Key takeaways:
- Learn to calculate and interpret Basic and Diluted EPS as per AS-20, including adjustments for preference dividends.
- Understand and compare key dividend policy theories: Walter, Gordon, and MM Hypothesis.
- Apply payout and retention ratios in practical scenarios for exam-oriented preparation.

Source: Pixabay
The concepts like Earnings Per Share (EPS) and Dividend Policy help you to analyze a company's profitability and its approach to rewarding shareholders and reinvesting for growth. Let's build your understanding step by step.
Earnings Per Share (EPS)
a. AS-20 EPS: Basic vs. Diluted EPS
AS-20 sets the framework for calculating and presenting EPS, a critical profitability indicator for shareholders. EPS measures how much profit is available to each equity share.
- Basic EPS shows the profit attributed to each ordinary share, assuming no potential equity shares exist.
- Diluted EPS reflects the profit per share if all convertible securities (like convertible debentures or stock options) were exercised and turned into equity shares.
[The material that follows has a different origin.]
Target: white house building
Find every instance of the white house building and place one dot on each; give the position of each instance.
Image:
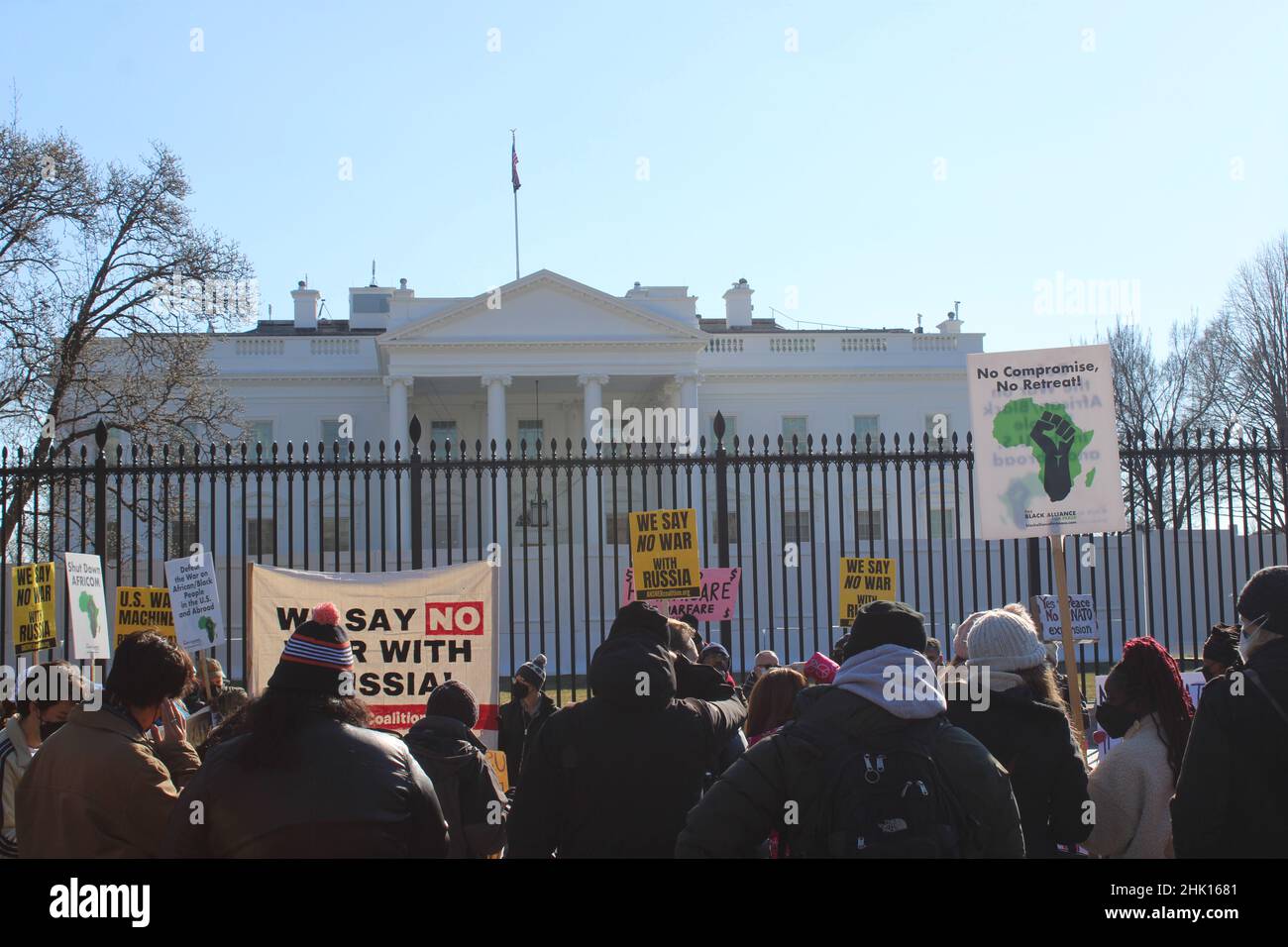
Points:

Diluted EPS is always equal to or lower than Basic EPS, providing a more conservative view.
Formulae:
Type | Formula |
---|---|
Basic EPS | (Net Profit after Tax – Preference Dividend) / Weighted Average Number of Equity Shares |
Diluted EPS | Adjusted Net Profit / (Weighted Average Number of Equity Shares + Potential Equity Shares from conversions) |
b. Example: Calculating EPS with Preference Dividend Adjustment
Example:
- Net Profit after Tax: ₹5,00,000
- Preference Dividend: ₹50,000
- Number of Equity Shares (beginning): 90,000
- New Shares issued mid-year: 30,000 (issued at the start of 6th month)
Step 1: Adjust Net Profit
Net Profit available to Equity Shareholders = ₹5,00,000 – ₹50,000 = ₹4,50,000
Step 2: Compute Weighted Average Number of Shares
- Shares outstanding for full year: 90,000 × 12/12 = 90,000
- Shares issued for 6 months: 30,000 × 6/12 = 15,000
- Total weighted shares = 90,000 + 15,000 = 1,05,000
Step 3: Calculate Basic EPS
Basic EPS = ₹4,50,000 / 1,05,000 = ₹4.29 per share
If potential shares (say, 10,000 from convertible debentures) are considered, add these to the denominator for Diluted EPS.
Diluted EPS = ₹4,50,000 / (1,05,000 + 10,000) = ₹4,50,000 / 1,15,000 = ₹3.91 per share
Dividend Policy
a. Dividend Policy: Relevance vs. Irrelevance Theories
Dividend policy dictates how much profit a firm returns to shareholders as dividends versus how much it retains for reinvestment. This decision impacts both shareholder satisfaction and the firm's growth prospects. Theories on dividend policy are broadly split into relevance and irrelevance camps.
Theory | Relevance/Irrelevance | Key Points |
---|---|---|
Walter Model | Relevance | Dividend policy affects firm value; if the firm's return on investment (r) > cost of equity (ke), the firm should retain earnings. If r < ke, pay out dividends. |
Gordon Model | Relevance | Value of the firm depends on dividend payout ratio; investors prefer certain dividends over uncertain future gains. |
MM Hypothesis | Irrelevance | Dividend policy does not affect firm value in perfect markets; investors can create their own dividends (homemade dividends). |
b. Examples: Payout Ratio and Retention Ratio
Payout Ratio shows what portion of net earnings is distributed as dividends, while the Retention Ratio (or plowback ratio) indicates what is retained for growth.
- Payout Ratio = Dividend per Share / Earnings per Share
- Retention Ratio = 1 – Payout Ratio
Example: EPS = ₹8, Dividend per share = ₹2
- Payout Ratio = 2 / 8 = 0.25 or 25%
- Retention Ratio = 1 – 0.25 = 0.75 or 75%
A company with a high payout ratio signals stable, mature operations. A high retention ratio suggests the firm is reinvesting for growth—often the case with younger, expanding companies. But what happens if the market expects higher payouts and the company retains more? Consider the possible impact on share price and investor sentiment.
Exam Focus:
- Be ready to distinguish between Basic and Diluted EPS, and perform calculations involving weighted average shares and adjustments for preference dividends.
- Expect direct conceptual questions on dividend policy theories, especially contrasting relevance (Walter, Gordon) with irrelevance (MM Hypothesis) viewpoints.
- Practice calculating payout and retention ratios, interpreting what these indicate about a firm’s financial strategy.
Grasping these topics equips you to analyze profitability, assess management’s approach to shareholder returns, and interpret company growth prospects. Remember, every numerical calculation should be backed by a clear understanding of the underlying theory. Ask yourself: What does this ratio reveal about the company’s decisions?